Reflective- Well I like the reflective, symmetric, and transitive properties since I learned those forever ago. I like that I learned them a long time ago but they play a big part in many areas in math so when they come up I know what they mean. I also think the cross products of sets interesting because that is how you form new sets, taking elements from both sets to make a new one.

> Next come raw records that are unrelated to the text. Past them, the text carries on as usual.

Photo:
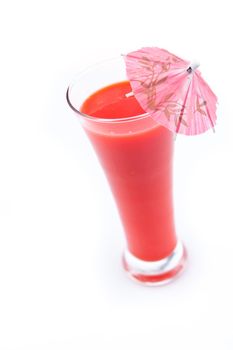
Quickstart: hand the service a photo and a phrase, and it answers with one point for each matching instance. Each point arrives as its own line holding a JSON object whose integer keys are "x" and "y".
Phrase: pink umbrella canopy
{"x": 171, "y": 90}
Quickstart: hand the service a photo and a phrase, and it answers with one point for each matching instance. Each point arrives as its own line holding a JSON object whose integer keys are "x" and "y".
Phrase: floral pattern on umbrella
{"x": 171, "y": 91}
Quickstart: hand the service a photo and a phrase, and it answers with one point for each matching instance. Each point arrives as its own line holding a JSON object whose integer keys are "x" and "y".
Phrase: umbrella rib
{"x": 182, "y": 109}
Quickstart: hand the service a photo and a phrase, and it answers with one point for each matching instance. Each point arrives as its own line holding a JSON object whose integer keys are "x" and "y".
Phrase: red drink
{"x": 138, "y": 166}
{"x": 136, "y": 154}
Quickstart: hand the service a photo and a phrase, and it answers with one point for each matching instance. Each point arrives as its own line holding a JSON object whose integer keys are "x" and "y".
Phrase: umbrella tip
{"x": 193, "y": 66}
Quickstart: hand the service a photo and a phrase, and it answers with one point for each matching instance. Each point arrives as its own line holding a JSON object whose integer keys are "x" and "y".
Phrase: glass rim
{"x": 98, "y": 119}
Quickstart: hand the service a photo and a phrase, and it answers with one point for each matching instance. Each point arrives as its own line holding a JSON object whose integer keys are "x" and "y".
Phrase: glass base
{"x": 156, "y": 273}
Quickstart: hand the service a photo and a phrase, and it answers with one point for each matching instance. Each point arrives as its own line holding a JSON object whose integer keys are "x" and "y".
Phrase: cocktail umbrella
{"x": 171, "y": 90}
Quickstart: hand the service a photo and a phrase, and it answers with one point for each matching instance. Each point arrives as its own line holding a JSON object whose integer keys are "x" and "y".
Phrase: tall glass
{"x": 136, "y": 154}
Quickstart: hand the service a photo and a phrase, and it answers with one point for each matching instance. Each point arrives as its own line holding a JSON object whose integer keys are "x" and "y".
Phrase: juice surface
{"x": 138, "y": 165}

#4:Lecture 4, due on August 31st

Difficult- Okay well even though we covered this lecture in this class today, I think I am still confused on which technique to use when. I am going to try the homework for it and see if that helps because I know you said practice is what helps you master the proof techniques. I understand the techniques of proofs 1 but 2 is a bit more challenging for me. I am still worried I will not know what technique to use when I'm given an implication. The most difficult technique seems to be proof by induction. Theorem 1.7 and Example 1.8 were hard and took me a while to follow. Hopefully once I practice these I can get the hang of it.

Reflective- The most interesting part of the lecture to me is needing to prove 2 cases. I think I might like this one because it seems to be the most obvious proof to solve. The implications that require 2 cases are pretty straight forward, or so I think, so I will hopefully be able to figure these out. I also like the well-ordering axiom because I  clearly understand this one. Most of the rest of the material I have to think about for a little longer but the 2 cases and well-ordering axiom are interesting and I understand them.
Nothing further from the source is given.